Nota divulgada pela Federação dos Trabalhadores na Agricultura do Estado (Fetag-RS) escancarou tensão entre os diferentes integrantes do setor neste momento de impactos previsíveis, mas ainda imensuráveis, do coronavírus na economia do país e do mundo. No centro do debate está o leite. Ou melhor, o valor do produto em seus diferentes níveis: ao produtor, à indústria e ao varejo. Terminando, claro, com o que o consumidor desembolsa.
No texto, sem meias palavras, a entidade se diz cansada de ver o agricultor, que continua produzindo e garantindo o abastecimento, sendo apontado “como vilão”.
“A renda está cada vez mais reduzida e, em muitos casos, negativa, visto que o preço pago ao produtor pelo litro de leite está estagnado”. O setor vive crise que, nos últimos quatro anos, encolheu quase 40% o número de produtores no Estado, por fatores como inviabilidade da atividade e redução no consumo. Provavelmente daí a preocupação com o tema preço.
Segundo Carlos Joel da Silva, presidente da entidade, o valor médio recebido é de R$ 1,25 por litro, semelhante ao de igual período do ano passado.
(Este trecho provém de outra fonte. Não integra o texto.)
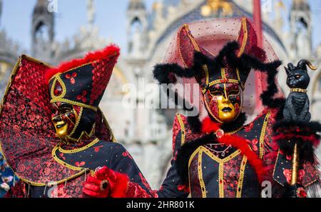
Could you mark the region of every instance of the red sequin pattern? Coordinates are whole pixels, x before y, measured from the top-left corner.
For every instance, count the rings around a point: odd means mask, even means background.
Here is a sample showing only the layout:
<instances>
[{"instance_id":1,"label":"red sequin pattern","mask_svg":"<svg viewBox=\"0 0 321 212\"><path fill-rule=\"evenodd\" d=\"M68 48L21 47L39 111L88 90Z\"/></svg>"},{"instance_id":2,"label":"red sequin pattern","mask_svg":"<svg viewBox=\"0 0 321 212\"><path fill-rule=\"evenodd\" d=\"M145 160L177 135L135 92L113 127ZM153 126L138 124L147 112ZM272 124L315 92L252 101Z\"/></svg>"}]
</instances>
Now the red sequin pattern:
<instances>
[{"instance_id":1,"label":"red sequin pattern","mask_svg":"<svg viewBox=\"0 0 321 212\"><path fill-rule=\"evenodd\" d=\"M93 64L93 89L91 94L90 104L93 104L96 100L103 95L111 79L113 67L117 57L103 59Z\"/></svg>"},{"instance_id":2,"label":"red sequin pattern","mask_svg":"<svg viewBox=\"0 0 321 212\"><path fill-rule=\"evenodd\" d=\"M51 151L58 143L50 120L46 66L22 58L4 98L0 117L1 147L19 176L36 183L57 181L75 174L58 163Z\"/></svg>"}]
</instances>

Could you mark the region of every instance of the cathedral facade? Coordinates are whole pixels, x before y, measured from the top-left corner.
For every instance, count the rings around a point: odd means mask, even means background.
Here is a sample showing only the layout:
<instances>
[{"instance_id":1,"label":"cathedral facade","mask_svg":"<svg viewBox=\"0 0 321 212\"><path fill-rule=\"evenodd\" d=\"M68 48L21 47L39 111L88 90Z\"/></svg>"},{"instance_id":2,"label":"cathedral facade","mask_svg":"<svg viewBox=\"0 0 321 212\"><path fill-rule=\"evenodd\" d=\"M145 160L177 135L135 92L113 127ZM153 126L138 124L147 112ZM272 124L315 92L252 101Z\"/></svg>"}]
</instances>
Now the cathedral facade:
<instances>
[{"instance_id":1,"label":"cathedral facade","mask_svg":"<svg viewBox=\"0 0 321 212\"><path fill-rule=\"evenodd\" d=\"M2 0L0 0L0 24ZM305 58L321 66L321 46L312 46L311 9L307 0L292 0L290 8L282 1L272 1L275 16L263 13L263 33L284 64L296 63ZM32 56L56 64L61 61L83 56L86 52L101 49L108 41L98 36L94 24L94 1L87 1L88 23L80 29L73 40L63 43L55 41L54 14L47 10L48 1L38 0L32 18ZM111 83L101 101L103 111L118 142L123 143L147 180L158 188L164 178L172 157L171 128L178 109L158 109L146 107L146 99L151 95L144 85L155 84L153 67L160 63L170 39L180 26L185 23L206 19L223 17L252 17L252 0L163 0L156 1L151 11L143 0L128 0L126 11L127 54L121 57L114 69ZM289 10L288 19L282 14ZM290 30L282 30L288 21ZM1 25L0 25L1 26ZM14 45L4 31L0 31L0 89L5 89L12 69L21 49ZM14 45L14 46L13 46ZM16 46L12 48L11 46ZM312 116L321 116L321 71L310 72L308 89ZM279 84L287 95L289 92L284 80L285 71L280 70ZM134 95L124 85L136 88ZM157 95L158 93L157 93ZM134 99L135 106L126 107L124 99ZM156 96L158 97L158 96ZM157 98L156 98L157 99ZM245 96L248 105L255 104L253 98ZM254 117L254 107L245 109L249 118Z\"/></svg>"}]
</instances>

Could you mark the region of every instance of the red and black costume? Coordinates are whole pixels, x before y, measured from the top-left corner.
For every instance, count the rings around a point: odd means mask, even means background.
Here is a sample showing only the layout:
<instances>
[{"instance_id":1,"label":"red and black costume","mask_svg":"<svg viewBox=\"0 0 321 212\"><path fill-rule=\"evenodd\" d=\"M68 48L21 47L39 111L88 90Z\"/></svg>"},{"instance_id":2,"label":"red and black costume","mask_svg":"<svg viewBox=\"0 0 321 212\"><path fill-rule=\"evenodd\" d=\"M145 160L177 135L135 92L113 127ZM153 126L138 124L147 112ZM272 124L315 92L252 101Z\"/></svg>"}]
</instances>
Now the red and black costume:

Em contrapartida, pondera, o custo subiu, em média, 15%:
– Somado à redução de cerca de 20% da produção, estamos falando de renda 35% menor.
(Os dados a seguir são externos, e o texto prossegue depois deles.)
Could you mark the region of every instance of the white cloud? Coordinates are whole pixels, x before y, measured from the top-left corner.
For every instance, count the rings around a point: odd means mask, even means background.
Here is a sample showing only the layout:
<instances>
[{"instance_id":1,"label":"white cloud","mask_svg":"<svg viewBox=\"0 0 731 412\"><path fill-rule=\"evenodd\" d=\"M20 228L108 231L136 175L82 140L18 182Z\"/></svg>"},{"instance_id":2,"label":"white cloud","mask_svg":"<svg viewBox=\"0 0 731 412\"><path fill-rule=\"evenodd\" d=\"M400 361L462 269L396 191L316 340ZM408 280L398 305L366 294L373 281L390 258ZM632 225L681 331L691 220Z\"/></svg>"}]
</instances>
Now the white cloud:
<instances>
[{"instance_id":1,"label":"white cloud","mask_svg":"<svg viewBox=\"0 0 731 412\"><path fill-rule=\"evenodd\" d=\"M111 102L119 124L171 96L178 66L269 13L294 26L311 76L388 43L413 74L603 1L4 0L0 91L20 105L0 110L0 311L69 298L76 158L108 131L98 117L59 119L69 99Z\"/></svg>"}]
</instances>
As indústrias costumam pagar um pouco acima do estabelecido pelo Conseleite (veja abaixo). Nos valores de referência, no entanto, percebe-se que neste ano o cenário se aproxima da estabilidade, ao passo que em 2019 era de alta. Nas gôndolas, a valorização se manteve, mas foi inferior a igual período do ano passado.
Para entender, é preciso olhar condições que habitualmente interferem no preço e ingredientes específicos deste começo de 2020. Entre os que se mantêm estão variação na produção (pico em agosto e setembro e queda em março e abril), clima, câmbio, consumo e poder de compra. O valor do longa vida começa a reagir após Carnaval e volta às aulas – férias têm queda de consumo.
Neste ano, somou-se a pandemia, que inicialmente aumentou muito a procura e deixou o leite longa vida mais caro. Cenário considerado passageiro, com o mercado de São Paulo apontando no momento recuos que deverão se refletir no Estado.
– O valor se estabilizou e daqui para a frente dependerá do consumo , que agora está fraco. O leite é produto muito sensível, sobe e baixa, porque tem vida curta – pondera Alexandre Guerra, presidente do Sindilat-RS.
O dirigente afirma que a valorização recente fez a indústria “conseguiu sair do prejuízo”. E lembra que, além do leite UHT, entram na composição do valor de referência para o produtor leite em pó, estável e queijos e derivados, com redução em meio às restrições da covid-19.
– Até este final de semana será o período de maior diferença. Semana que vem, só diminuirá. O mercado está muito recessivo e só vai piorar – acrescenta Antônio Longo, presidente da Associação Gaúcha de Supermercados.